Paraguay’s farmers now face another critical challenge: the EU’s December 2025 deadline for deforestation-free soy imports. While this policy aims to protect ecosystems, it threatens to disrupt trade flows for countries like Paraguay, which lack direct access to China due to diplomatic ties with Taiwan.

Industry leaders, such as Hugo Pastore of CAPECO, warn that compliance costs could squeeze profit margins, especially for smaller producers. The stakes are high: Paraguay’s soy industry accounts for 40% of its export revenue, and regulatory non-compliance could strand shipments in ports or trigger trade bans.

Weather, Currency, and the “Black-Swan” Risk

Paraguay’s recovery from 2024 droughts—a 14% drop in production—depends on favorable weather. The USDA forecasts a rebound to 10.9 million tons in 2025/26, driven by improved rainfall and expanded planting. Yet, early 2025 exports fell to 2.2 million tons, weakening the guaraní currency and straining farmer incomes.

Analysts caution that Brazil’s record harvest—40% larger than the U.S.—could depress global prices further unless a “black-swan” event, like a Brazilian drought, disrupts supply.

Biofuel Policies: A Mixed Bag for Soy Demand

The U.S. biofuel sector offers a glimmer of hope. Soy oil demand is tied to policies like the 45Z tax credit, which incentivizes renewable diesel production. However, regulatory ambiguity has stalled investment, leaving crushing margins thin.

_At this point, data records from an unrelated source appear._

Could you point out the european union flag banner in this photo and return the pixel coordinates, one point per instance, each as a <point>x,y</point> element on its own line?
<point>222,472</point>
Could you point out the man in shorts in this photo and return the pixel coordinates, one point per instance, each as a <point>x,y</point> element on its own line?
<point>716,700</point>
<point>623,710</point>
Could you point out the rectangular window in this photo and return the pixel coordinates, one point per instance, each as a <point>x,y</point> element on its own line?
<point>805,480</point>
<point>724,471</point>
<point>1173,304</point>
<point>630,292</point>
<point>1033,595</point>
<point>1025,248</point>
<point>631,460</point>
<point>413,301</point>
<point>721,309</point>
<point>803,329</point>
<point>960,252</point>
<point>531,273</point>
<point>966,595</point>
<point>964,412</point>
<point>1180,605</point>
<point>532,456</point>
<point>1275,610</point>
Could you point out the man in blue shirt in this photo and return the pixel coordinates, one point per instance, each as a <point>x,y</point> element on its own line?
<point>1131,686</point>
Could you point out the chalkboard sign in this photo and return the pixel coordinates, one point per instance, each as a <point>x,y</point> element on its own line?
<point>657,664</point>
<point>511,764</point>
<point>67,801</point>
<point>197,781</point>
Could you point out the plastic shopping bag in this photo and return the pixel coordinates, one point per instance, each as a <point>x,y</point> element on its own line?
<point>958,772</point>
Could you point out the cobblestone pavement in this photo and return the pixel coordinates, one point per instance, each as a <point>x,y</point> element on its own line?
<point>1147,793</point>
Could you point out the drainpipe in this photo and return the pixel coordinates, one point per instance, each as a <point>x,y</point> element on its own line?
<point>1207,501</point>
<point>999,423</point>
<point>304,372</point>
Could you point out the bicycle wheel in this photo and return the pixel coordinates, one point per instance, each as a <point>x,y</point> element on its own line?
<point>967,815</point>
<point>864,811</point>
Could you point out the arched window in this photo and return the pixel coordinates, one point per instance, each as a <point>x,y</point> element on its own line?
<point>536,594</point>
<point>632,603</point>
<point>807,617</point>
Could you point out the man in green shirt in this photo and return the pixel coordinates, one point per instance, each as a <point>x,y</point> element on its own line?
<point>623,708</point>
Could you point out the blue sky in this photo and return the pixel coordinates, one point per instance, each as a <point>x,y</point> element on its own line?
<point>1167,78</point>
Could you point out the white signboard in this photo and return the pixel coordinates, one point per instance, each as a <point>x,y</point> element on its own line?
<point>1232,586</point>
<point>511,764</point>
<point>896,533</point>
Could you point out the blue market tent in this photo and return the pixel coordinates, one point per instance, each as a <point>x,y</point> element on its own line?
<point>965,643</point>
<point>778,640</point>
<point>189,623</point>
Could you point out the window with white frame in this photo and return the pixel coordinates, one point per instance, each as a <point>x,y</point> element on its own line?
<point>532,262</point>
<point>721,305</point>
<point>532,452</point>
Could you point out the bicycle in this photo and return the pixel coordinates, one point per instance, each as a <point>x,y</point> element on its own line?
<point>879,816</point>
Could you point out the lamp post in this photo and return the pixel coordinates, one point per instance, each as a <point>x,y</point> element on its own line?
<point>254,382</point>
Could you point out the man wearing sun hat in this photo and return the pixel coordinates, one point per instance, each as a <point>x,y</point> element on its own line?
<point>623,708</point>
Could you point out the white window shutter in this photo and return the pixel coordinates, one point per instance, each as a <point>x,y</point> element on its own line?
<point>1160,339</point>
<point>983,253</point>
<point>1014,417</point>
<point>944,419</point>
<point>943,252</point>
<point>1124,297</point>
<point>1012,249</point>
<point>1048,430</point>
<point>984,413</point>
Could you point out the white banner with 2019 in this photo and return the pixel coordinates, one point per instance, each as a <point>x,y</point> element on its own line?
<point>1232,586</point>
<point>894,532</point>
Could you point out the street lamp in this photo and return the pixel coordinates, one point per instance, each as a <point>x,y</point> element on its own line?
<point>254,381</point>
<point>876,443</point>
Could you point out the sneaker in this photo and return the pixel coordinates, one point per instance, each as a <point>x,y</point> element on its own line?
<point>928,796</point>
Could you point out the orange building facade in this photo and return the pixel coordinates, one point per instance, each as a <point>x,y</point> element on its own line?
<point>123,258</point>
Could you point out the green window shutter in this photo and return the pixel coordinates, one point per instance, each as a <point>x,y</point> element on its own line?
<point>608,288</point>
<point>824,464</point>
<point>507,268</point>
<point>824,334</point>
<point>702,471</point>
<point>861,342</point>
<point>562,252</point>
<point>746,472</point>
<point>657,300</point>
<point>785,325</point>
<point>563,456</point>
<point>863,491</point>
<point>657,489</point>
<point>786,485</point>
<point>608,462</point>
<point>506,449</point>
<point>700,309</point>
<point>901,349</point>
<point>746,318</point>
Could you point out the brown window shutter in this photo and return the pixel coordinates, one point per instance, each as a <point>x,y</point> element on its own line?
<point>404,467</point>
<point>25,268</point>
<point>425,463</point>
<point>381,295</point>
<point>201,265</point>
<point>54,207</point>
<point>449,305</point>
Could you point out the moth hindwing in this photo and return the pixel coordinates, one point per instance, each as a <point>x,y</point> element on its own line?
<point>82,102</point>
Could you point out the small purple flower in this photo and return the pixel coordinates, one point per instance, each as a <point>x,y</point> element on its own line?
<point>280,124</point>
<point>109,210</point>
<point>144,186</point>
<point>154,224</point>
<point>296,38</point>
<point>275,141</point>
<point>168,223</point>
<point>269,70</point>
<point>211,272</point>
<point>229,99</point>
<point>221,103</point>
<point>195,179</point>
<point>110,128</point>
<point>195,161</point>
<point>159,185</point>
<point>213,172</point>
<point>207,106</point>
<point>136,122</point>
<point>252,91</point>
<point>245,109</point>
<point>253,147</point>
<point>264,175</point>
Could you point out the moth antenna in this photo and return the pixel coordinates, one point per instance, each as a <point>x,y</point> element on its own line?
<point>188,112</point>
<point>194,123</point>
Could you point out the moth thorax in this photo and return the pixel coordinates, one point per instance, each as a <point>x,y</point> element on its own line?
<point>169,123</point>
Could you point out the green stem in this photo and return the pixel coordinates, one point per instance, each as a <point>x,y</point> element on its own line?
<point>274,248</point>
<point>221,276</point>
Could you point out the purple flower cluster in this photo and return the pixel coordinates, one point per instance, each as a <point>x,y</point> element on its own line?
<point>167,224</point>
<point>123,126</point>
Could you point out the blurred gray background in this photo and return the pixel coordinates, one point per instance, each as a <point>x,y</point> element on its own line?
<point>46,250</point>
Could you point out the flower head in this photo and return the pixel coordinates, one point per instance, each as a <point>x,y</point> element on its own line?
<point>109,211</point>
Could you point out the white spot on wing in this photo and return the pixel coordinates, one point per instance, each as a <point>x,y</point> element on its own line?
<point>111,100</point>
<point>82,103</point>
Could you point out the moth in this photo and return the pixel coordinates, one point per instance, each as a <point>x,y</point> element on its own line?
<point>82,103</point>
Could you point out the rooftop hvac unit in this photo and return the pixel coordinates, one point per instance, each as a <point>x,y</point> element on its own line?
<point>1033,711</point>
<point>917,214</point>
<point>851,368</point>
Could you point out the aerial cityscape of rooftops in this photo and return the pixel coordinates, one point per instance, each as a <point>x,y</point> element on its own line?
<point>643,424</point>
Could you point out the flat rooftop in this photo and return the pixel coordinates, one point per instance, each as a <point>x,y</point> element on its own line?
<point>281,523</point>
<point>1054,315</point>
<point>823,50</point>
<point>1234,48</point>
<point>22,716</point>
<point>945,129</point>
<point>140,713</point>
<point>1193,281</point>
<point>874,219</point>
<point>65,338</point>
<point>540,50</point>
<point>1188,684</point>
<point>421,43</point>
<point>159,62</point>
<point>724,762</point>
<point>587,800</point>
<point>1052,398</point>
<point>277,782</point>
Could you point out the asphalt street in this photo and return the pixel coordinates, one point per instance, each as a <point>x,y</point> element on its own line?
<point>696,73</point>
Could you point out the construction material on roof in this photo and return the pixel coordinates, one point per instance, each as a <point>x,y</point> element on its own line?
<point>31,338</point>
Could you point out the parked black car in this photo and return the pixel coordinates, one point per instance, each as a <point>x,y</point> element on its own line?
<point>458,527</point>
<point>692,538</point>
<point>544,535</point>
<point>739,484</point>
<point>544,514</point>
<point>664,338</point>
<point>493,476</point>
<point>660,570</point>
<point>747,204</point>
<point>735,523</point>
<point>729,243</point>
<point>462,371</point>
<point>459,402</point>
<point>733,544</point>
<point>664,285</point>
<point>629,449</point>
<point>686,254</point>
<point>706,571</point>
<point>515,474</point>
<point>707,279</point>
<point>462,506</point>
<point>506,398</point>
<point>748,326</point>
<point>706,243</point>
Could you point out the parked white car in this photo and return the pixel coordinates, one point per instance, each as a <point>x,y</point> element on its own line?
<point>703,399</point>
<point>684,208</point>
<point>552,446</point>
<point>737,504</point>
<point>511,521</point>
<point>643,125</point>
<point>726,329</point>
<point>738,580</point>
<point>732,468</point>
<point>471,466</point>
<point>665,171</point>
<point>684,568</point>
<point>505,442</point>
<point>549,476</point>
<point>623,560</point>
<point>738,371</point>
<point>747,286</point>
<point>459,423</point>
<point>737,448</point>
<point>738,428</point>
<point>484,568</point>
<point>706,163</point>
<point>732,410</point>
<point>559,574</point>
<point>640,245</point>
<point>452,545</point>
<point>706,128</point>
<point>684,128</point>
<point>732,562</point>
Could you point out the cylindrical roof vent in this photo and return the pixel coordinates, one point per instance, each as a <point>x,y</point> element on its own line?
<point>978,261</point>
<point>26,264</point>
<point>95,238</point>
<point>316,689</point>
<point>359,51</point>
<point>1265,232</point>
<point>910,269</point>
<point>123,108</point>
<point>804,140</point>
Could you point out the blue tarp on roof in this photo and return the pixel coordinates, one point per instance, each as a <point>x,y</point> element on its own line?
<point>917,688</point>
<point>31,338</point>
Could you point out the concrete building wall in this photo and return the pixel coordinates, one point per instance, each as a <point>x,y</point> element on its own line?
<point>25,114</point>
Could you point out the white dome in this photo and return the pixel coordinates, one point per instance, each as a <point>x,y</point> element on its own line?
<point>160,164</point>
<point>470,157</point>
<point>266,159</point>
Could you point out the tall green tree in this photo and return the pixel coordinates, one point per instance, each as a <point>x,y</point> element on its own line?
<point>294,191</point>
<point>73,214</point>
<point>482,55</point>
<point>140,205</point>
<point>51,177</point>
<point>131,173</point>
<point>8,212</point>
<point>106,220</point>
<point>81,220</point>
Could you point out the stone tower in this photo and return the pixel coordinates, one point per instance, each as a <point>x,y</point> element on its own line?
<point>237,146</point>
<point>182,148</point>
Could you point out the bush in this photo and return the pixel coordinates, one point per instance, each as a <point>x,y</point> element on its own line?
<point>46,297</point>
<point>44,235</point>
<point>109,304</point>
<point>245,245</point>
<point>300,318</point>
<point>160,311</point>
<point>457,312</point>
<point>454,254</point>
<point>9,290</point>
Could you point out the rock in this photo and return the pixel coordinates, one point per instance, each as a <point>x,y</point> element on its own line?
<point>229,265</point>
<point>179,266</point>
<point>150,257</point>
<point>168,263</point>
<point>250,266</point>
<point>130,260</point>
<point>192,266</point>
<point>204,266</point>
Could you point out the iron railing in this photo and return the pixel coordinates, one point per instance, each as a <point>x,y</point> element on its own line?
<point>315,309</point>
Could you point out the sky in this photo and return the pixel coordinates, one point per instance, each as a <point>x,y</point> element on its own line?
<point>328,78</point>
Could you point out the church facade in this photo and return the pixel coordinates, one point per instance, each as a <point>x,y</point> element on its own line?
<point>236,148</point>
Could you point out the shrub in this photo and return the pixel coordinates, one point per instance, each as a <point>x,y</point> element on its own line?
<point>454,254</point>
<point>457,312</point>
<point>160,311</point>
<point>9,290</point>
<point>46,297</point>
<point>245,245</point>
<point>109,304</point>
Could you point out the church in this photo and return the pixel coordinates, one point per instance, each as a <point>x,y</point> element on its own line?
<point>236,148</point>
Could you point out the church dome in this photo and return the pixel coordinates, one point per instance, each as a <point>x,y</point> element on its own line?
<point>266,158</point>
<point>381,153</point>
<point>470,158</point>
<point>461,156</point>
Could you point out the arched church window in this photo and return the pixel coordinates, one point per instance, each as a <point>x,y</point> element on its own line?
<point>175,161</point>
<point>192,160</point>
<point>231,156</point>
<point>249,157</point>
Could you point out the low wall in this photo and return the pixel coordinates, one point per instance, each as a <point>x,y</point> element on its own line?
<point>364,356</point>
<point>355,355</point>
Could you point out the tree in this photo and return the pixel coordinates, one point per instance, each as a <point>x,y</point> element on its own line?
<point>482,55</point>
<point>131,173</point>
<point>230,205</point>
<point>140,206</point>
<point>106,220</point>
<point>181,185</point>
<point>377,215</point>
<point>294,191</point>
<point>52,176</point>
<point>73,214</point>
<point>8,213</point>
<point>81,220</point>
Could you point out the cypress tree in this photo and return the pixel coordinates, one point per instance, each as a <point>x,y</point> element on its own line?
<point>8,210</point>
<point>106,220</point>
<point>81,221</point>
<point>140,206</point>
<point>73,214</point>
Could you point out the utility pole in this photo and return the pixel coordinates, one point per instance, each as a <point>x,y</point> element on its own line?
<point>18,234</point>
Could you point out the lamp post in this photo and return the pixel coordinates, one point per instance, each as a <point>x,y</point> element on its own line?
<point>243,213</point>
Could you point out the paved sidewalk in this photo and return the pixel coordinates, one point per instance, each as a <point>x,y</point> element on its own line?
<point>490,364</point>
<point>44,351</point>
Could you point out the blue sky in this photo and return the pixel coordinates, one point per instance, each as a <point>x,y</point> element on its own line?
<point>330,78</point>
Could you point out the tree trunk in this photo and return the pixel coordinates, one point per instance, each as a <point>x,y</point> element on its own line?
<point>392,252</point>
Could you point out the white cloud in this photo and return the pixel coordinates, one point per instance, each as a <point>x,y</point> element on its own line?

Meanwhile, California’s cap on soy-based seed oils in low-carbon fuel standards could boost demand for imports like Brazilian tallow—though China’s removal of UCO export rebates complicates this path.

The Path Forward: Growth Amid Uncertainty

Paraguay’s 2025 GDP growth forecast of 4.0% reflects resilience in agriculture and infrastructure, but risks remain. The World Bank projects 3.6% growth in 2026, assuming compliance with EU rules and stable export flows. Farmers like Valdecir De Souza see opportunities in supplying Argentina’s crushing industry, which then exports processed soy products to China. This indirect trade route avoids the diplomatic constraints with Beijing.

Yet, the EU’s December 2025 deadline looms large. If Paraguay’s producers can meet deforestation standards, they may secure long-term access to European markets. Failure could divert trade to Brazil or Argentina, which have larger economies and deeper regulatory buffers.

Conclusion: Riding the Toboggan Requires Balance

Paraguay’s soy farmers are at a crossroads. The tariff war has created an opening to expand market share, but regulatory, climatic, and financial risks could derail progress. The $9.95/bushel price floor offers a baseline, but sustained growth requires:
1. Deforestation Compliance: A 10–15% cost increase for certification may be offset by premium EU contracts.
2. Currency Management: A weaker guaraní could boost export competitiveness if global prices stabilize.
3. Diversification: Expanding direct trade with China through diplomatic negotiations or third-party processors could unlock higher margins.

The 2025/26 soy rebound to 10.9 million tons underscores Paraguay’s potential, but success demands agility. As the toboggan careens down the slope, farmers must steer with data—not just hope.